Incident low-dose aspirin use for primary prevention of cardiovascular disease decreased from a peak of 1.78% in 2002 to 0.49% in 2019, though many users still had no CVD risk factors.
Observational (n=522,680)
What are the temporal trends in low-dose aspirin therapy for primary prevention of cardiovascular disease in adults with and without diabetes?
Aspirin use for primary prevention of CVD has significantly decreased over the last two decades in Denmark, aligning with changing guideline recommendations, though a substantial proportion of new users still lack established CVD risk factors.
AIMS: Aspirin therapy for primary prevention of cardiovascular disease (CVD) is controversial, and guideline recommendations have changed throughout the last decades. We report temporal trends in primary prevention aspirin use among persons with and without diabetes and describe characteristics of incident aspirin users. METHODS AND RESULTS: Using Danish nationwide registries, we identified incident and prevalent aspirin users in a population of subjects ≥40 years without CVD eligible for primary preventive aspirin therapy from 2000 through 2020. Temporal trends in aspirin users with and without diabetes were assessed, as were CVD risk factors among incident users. A total of 522 680 individuals started aspirin therapy during the study period. The number of incident users peaked in 2002 (39 803 individuals, 1.78% of the eligible population) and was the lowest in 2019 (11 898 individuals, 0.49%), with similar trends for subjects with and without diabetes. The percentage of incident users with no CVD risk factors diabetes, hypertension, hypercholesterolemia, or chronic obstructive pulmonary disease (a proxy for smoking) decreased from 53.9% in 2000 to 30.9% in 2020. The temporal trends in prevalent aspirin users followed a unimodal curve, peaked at 7.7% in 2008, and was 3.3% in 2020. For subjects with diabetes, the peak was observed in 2009 at 38.5% decreasing to 17.1% in 2020. CONCLUSION: Aspirin therapy for primary prevention of CVD has decreased over the last two decades. However, the drug remained used in individuals with and without diabetes, and a large proportion of individuals started on aspirin therapy had no CVD risk factors.

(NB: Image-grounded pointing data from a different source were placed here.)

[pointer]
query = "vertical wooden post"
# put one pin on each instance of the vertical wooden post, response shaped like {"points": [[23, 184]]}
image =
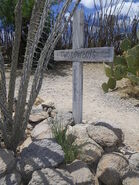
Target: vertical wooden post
{"points": [[78, 42]]}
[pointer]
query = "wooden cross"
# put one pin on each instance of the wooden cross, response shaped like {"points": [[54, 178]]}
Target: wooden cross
{"points": [[78, 55]]}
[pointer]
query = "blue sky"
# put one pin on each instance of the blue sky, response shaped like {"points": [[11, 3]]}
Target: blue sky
{"points": [[89, 6]]}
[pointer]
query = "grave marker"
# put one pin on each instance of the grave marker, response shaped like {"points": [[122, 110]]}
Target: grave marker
{"points": [[78, 55]]}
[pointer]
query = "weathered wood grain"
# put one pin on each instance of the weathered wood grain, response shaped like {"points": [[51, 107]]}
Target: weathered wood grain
{"points": [[102, 54], [78, 42]]}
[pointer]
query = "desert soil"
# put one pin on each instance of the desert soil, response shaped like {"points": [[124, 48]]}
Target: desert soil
{"points": [[97, 106]]}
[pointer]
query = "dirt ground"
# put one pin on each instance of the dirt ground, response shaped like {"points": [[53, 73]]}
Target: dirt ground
{"points": [[97, 106]]}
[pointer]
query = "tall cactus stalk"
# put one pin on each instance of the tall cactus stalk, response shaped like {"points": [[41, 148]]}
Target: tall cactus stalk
{"points": [[13, 127]]}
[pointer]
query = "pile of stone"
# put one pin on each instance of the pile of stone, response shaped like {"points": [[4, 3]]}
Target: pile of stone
{"points": [[103, 159]]}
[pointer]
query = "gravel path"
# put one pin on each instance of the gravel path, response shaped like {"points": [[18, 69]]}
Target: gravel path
{"points": [[110, 108]]}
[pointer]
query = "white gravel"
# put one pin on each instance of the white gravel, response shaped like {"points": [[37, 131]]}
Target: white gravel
{"points": [[110, 108]]}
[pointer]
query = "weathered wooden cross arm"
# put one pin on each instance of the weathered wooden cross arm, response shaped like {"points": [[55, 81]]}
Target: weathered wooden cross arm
{"points": [[78, 55]]}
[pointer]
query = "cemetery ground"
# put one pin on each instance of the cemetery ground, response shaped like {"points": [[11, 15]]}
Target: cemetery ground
{"points": [[55, 151], [114, 107]]}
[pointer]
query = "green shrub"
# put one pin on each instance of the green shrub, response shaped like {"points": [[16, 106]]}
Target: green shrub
{"points": [[71, 151], [125, 66]]}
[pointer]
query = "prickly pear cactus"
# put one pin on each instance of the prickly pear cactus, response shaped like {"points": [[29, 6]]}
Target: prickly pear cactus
{"points": [[125, 66]]}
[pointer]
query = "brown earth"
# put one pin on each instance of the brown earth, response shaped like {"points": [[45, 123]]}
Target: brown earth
{"points": [[110, 107]]}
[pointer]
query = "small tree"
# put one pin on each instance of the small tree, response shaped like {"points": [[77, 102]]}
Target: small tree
{"points": [[13, 126]]}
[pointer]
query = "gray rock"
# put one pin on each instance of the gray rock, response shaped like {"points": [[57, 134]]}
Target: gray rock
{"points": [[42, 131], [51, 177], [134, 162], [63, 119], [80, 173], [104, 134], [111, 168], [131, 178], [40, 154], [48, 104], [11, 179], [90, 151], [77, 131], [7, 161], [38, 117]]}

Kristensen et al. (Wed,) conducted a observational in Primary prevention of cardiovascular disease (n=522,680). Low-dose aspirin was evaluated on Temporal trends in incident and prevalent aspirin use. Incident low-dose aspirin use for primary prevention of cardiovascular disease decreased from a peak of 1.78% in 2002 to 0.49% in 2019, though many users still had no CVD risk factors.